A comprehensive analysis of metabolomics and transcriptomics reveals new biomarkers and mechanistic insights on DEHP exposures in MCF-7 cells.

Di-(2-ethylhexyl) phthalate (DEHP) is one of the most important environmental pollutants and affects multiple pathways upon human exposure. DEHP could induce MCF-7 cell proliferation at a very low dose; however, the possible linkage between DEHP and the cell proliferation effect is still unclear.
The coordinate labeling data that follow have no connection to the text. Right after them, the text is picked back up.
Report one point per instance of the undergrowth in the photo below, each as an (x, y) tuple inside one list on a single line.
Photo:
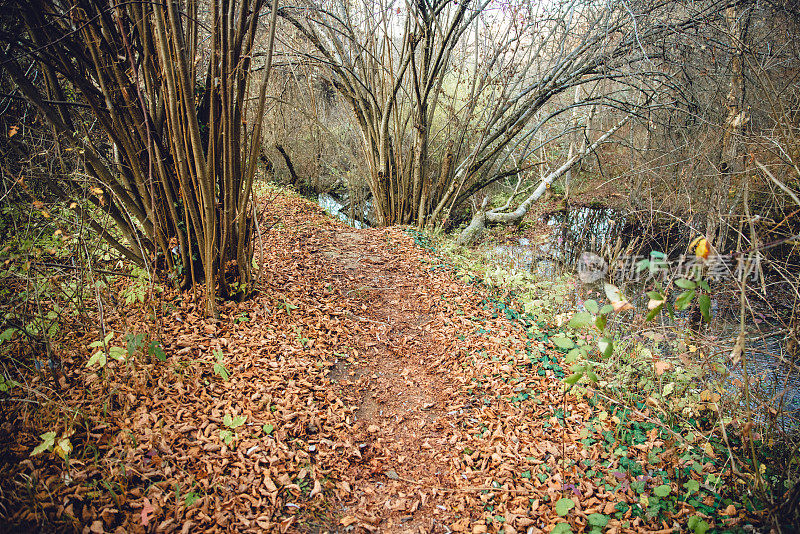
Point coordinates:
[(730, 461)]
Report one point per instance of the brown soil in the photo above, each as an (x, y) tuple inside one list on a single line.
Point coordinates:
[(379, 393)]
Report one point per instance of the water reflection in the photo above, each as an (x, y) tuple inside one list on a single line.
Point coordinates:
[(775, 381), (335, 208)]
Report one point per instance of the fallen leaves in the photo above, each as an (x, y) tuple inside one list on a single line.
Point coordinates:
[(363, 387)]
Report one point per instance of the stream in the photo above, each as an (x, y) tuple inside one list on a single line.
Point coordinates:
[(334, 207), (775, 381)]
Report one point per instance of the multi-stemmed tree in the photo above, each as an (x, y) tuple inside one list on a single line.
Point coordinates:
[(450, 97), (167, 121)]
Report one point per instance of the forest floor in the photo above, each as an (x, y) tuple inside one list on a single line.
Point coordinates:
[(369, 387)]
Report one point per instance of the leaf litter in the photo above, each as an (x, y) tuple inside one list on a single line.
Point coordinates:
[(367, 388)]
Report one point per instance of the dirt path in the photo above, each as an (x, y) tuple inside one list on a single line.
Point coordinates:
[(367, 388)]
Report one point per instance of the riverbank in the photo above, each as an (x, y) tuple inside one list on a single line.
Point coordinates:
[(374, 384)]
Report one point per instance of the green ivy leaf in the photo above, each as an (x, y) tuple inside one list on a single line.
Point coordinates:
[(601, 321), (573, 378), (698, 525), (581, 319), (226, 436), (563, 343), (705, 306), (48, 440), (684, 299), (98, 357), (662, 490), (652, 313), (683, 283), (220, 371), (606, 346), (563, 506), (118, 353), (598, 520), (158, 351), (574, 355)]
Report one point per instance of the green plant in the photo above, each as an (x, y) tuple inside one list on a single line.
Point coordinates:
[(227, 435), (62, 447), (104, 351), (219, 366)]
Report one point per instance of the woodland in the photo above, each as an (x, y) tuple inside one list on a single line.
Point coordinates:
[(482, 266)]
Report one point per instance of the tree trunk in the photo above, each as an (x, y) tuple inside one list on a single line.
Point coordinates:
[(480, 219)]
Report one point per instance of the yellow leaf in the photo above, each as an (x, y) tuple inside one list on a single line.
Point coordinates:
[(64, 448), (348, 520), (621, 305), (661, 367)]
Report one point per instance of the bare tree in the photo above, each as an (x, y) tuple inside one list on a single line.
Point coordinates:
[(449, 96), (178, 179)]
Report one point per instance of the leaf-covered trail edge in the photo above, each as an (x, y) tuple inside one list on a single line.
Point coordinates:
[(382, 392)]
Here, we carried out a comprehensive metabolome and transcriptome analysis to depict the possible molecular mechanisms of the effect of DEHP exposure on MCF-7 proliferation. In this paper, MCF-7 cells treated with DEHP at a dose of 1 μM for 48 h were selected for metabolome and transcriptome analysis. Untargeted and targeted metabolomics identified 8 differential metabolites, including amino acids, purine, pyrimidine and nucleotides. The metabolite changes were associated with 9 metabolic pathways. Disorders in riboflavin, histidine, beta-alanine metabolism, and nitrogen metabolism caused by DEHP exposure are important concerns for MCF-7 proliferation. Moreover, a transcriptomics study of the MCF-7 cells found a total of 500 differentially expressed genes (DEGs). KEGG enrichment analyses showed that pathways in cancer had stronger responses. The results of integrated analysis of the interactions between the DEGs and metabolites revealed significant changes in the purine metabolism pathway, which will shed light on the mechanism of MCF-7 cell proliferation after DEHP exposure. Overall, this study depicts the possible contribution of DEHP exposure to MCF-7 cell proliferation and highlights the power of omics platforms to deepen the mechanistic understanding of toxicity caused by endocrine disrupting chemicals.